Hales and collaborators were able to take care of the first objection. In a ten year project called Flyspeck they developed a formal proof of the Kepler conjecture. As of August 10, 2014, we know beyond doubt that Kepler was right.

Kepler told us the most efficient packing of spheres in two and three dimensions. What about four and higher dimensions? This isn't just an academic exercise. String theory tells us we live in an eleven dimensional world. And as we saw here at 3QD nearly a year ago, doing Big Data means working in a high dimensional world where you not only track the x,y, and z of position, but time, temperature, cost, movie preferences, and countless other bits of data. In a recent blog post, Evelyn Lamb explains how sphere packing in high dimensions plays a role in modern error correcting codes.

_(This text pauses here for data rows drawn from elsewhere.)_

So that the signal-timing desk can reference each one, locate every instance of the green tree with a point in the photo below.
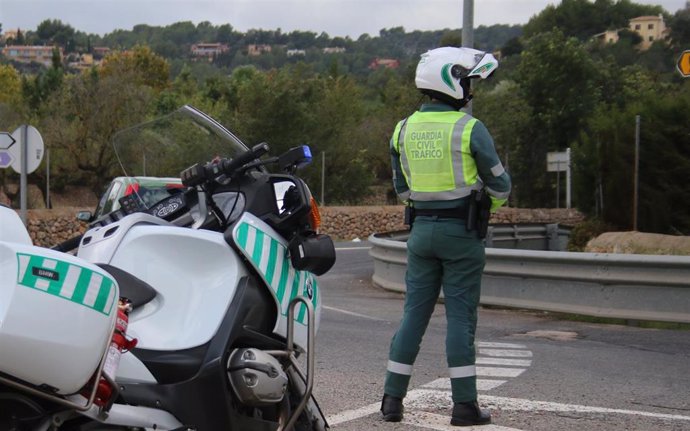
(557, 78)
(55, 32)
(10, 85)
(80, 119)
(140, 64)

Given how hard it was to verify Kepler's conjecture in three dimensions, you'd rightly guess that we don't know the best sphere packings in higher dimensions. At least until recently. In March a preprint by Maryna Viazovska was released in which she proved that the densest packing of spheres in eight dimensional space has average density π4/384 (approximately 25%). In a followup paper with Cohn, Kumar, Miller, and Radchencko they adapt her methods and determine the densest sphere packing in twenty-four dimensions.

Why 8 and 24 dimensional space? What makes them special is that there are known sphere packings (the E8 lattice and the Leech lattice, respectively) which are very dense. Even better, they have their origins in other areas of mathematics and we know more than average about their properties. In particular, they have close connections to modular forms. These are amazing functions which normally pop up in number theory. We saw them when we talked about Fermat's Last Theorem (here) and Gauss's Eureka Theorem (here). This remarkable link to number theory lets Viazovska and company prove that the E8 and Leech lattices are indeed the densest sphere packings in dimensions 8 and 24. This is beautiful mathematics.

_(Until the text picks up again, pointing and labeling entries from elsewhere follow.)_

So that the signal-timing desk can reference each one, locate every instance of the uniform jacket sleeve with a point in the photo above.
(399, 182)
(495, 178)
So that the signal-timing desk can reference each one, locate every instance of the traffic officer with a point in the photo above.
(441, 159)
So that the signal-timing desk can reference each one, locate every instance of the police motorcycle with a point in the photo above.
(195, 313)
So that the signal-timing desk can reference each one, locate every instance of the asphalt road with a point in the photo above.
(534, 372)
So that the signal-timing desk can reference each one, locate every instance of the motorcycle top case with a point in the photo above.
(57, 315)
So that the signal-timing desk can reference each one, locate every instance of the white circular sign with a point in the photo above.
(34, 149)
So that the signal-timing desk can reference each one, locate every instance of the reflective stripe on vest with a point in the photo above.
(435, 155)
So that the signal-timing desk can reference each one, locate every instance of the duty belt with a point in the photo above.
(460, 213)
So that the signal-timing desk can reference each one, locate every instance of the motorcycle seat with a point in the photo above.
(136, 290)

What about dimension four, or five, or 2016? There are upper and lower bounds on the density in various cases, but it's still an open question to determine the optimal sphere packing in dimensions different that 1, 2, 3, 8, and 24. As a word of warning, the evidence suggests that in other dimensions the optimal packing won't be a nice lattice. For example, in ten dimensional space there is an example which is more dense than any known lattice packing. Dimensions 8 and 24 are probably atypical.

There is one other counterintuitive fact about spheres I can't help but mention. If you are like me, then based on our experiences in two and three dimensions, we think of circles and spheres as being nearly as large as the smallest square or cube which contains them. But this is actually wrong. A circle fit tightly into a square covers 78% of the area inside the square. A sphere inside a cube covers only 52% of the volume of the cube. In ten dimensions, 99+% of the volume of a cube is outside the biggest sphere you can fit inside the cube. And it only gets worse as the dimension climbs. John Cook has a blog post where he talks about this peculiar phenomenon. Our intuition is stunted by everyday experience. It is a dangerous guide in higher dimensions.

[1] Wilson Bentley took absolutely amazing photos of snowflakes in the late 1800s. See here for more about him and his photos.

[2] Image from the copy of De Nive Sexangula in the University of Oklahoma History of Science Collection. Original copies of Kepler's essay are incredibly rare. Only a dozen or so exist in North America. The OU history of science collection is one of the best in the country and De Nive Sexangula is only one of its many treasures.

[3] Here we are counting two wallpaper patterns the same if they have the same collection of symmetries. This collection is called a wallpaper group and there are only 17 truly distinct wallpaper groups. There is a nifty webpage called Escher Sketch which lets you use the wallpaper groups (when you click on p4g or p31m you're choosing a wallpaper group) to create cool Etch-a-Sketch style designs.

[4] See here for very nice article by the AMS on Penrose tilings. It includes a Java applet if you want to create Penrose tilings of your own!

[5] Maybe the confidence is misplaced; after all, to err is human.